偽りの器22
ヒヅキがその事を女性に伝えると、女性はどういう意味かとでも言うように僅かに首を傾げる。
「それが魔力の流れですよ?」
「そうなのですか?」
その女性の返答に、ヒヅキは怪訝そうな声を出す。魔力の濃淡ぐらいしか解らなかったとちゃんと伝えたのだが、今の女性の返答を聞く限り、それが魔力の流れであるらしい。
「ええ。魔力は濃度の濃い場所から薄い場所へと流れていきますので、それにより流れが生じます。今回の場合ですと発生源へと向かう事になるので、魔力のより濃い方向を目指せば辿り着けるでしょう」
「ふむ。なるほど」
女性の説明に頷いたヒヅキは、周囲の魔力へと意識を向けてみる。そうすることで魔力の濃淡は解るのだが、より濃度の濃い方へと言われても細かな違いはイマイチ分からない。解るのは、あっちよりはこっちの方が魔力が濃いかな? ぐらいなもの。
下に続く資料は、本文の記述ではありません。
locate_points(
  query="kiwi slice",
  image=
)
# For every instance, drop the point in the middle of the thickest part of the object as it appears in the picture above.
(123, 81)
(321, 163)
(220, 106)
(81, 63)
「広い範囲で確認すると解りやすいですよ。まぁそれで解るのは大雑把な位置程度なので、大まかな指針になるぐらいではありますが」
「なるほど」
ヒヅキは頷くと、女性の言葉に従い感知魔法を使用する要領で広範囲の魔力を調べてみる。そうすると、先程よりははっきりと魔力の濃淡が解るようになった。といっても、僅かな差ではあったので注意深く観察する必要があるのは同じではあったが。
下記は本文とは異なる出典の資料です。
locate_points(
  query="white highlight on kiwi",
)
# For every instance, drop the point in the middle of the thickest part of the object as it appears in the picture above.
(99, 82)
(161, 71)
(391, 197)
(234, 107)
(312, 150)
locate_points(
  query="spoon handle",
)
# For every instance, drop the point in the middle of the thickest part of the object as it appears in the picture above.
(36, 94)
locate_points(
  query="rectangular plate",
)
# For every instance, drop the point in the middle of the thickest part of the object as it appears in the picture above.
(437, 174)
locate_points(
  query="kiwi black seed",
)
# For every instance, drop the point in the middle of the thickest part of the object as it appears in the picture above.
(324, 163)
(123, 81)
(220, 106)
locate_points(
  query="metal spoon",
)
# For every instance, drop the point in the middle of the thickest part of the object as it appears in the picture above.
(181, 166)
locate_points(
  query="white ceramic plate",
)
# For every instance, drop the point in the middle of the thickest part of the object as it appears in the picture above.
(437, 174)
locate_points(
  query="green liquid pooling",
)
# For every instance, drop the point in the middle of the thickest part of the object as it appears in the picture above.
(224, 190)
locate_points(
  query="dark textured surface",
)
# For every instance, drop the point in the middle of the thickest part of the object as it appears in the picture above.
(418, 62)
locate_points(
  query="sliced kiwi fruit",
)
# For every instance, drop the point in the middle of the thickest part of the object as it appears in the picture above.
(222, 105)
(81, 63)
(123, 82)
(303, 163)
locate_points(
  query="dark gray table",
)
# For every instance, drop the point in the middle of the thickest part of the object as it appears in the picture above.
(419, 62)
それでもその僅かな差が重要で、女性の言う通りに大まかにではあるが、どの方角の魔力濃度が濃いか解るようになった。もっとも、それも右側と左側で濃さが違う程度のかなり範囲の広い判断ではあるし、周囲の濃度も一定ではない。
「あっち方面の方が全体的に濃い感じですか?」
ヒヅキは身体の向きを動かすと、正面を指差す。といっても、方向としては正面のほぼ180度全てを指しているのだが。
「そうですね。向こう方面を目指して行けば何かしら得られるかもしれません」
女性はヒヅキが向いた方角に顔を向けると、問題ないとばかりに大きく頷いた。その方向に進んでいけば、また何処かの地点で濃度が変わっていくだろう。
「それで、お話というのは以上ですか?」
「はい。聞いて下さりありがとうございました」
「いえ、こちらの方こそ貴重な情報をありがとうございます」
ヒヅキが頭を下げると、女性も頭を下げる。その後にヒヅキは英雄達の方へと戻る。といっても、ヒヅキは移動の際に女性のすぐ後ろを進んでいるで、ちょっと歩いただけで直ぐに自分の位置に到着したが。
ヒヅキが隊列に戻ると、それに気づいた英雄達が休憩の終わりを悟り、ゆっくりと立ち上がって隊列を整え始める。
そうしてある程度隊列が整ったところで、女性が皆の前に立った。
「次は向こう側へと進んでいきます。遅れないように気をつけて下さい」
進行方向を指差した後、女性は1度英雄達を見回した後に歩みを再開させた。
そうして森の中を進みながら、ヒヅキは周囲の魔力濃度を引き続き調べていく。濃度が濃い方向の魔力が全て濃い訳ではなく、そこにもそこで魔力の濃淡が存在していた。なので、そういった部分に惑わされないように気をつけながら調べていく。慣れさえすればこの辺りも問題なくこなせそうだなと思いながら。
しばらく歩くと、森の中が明るくなる。顔を上に向ければ、空が明るくなっているのが分かった。朝になったらしい。
そんな事を気にするのはヒヅキ以外には居ないようで、空の様子を気にしているような者は誰も居なかった。各人それぞれの方法で昼夜問わず視界が確保出来ているからなのだろうが、それに気づいたヒヅキは、そのおよそ人らしからぬ反応に僅かに苦笑する。
(少し前までの俺もあんな感じだったのだろうか? 英雄の封印が俺の中から減った事で少しは感情が戻ったような気もするが……正直分からないな)
英雄達を取り出した事による変化について考えてみるヒヅキだが、魔法が使えるようになった事以外はイマイチよく分からなかった。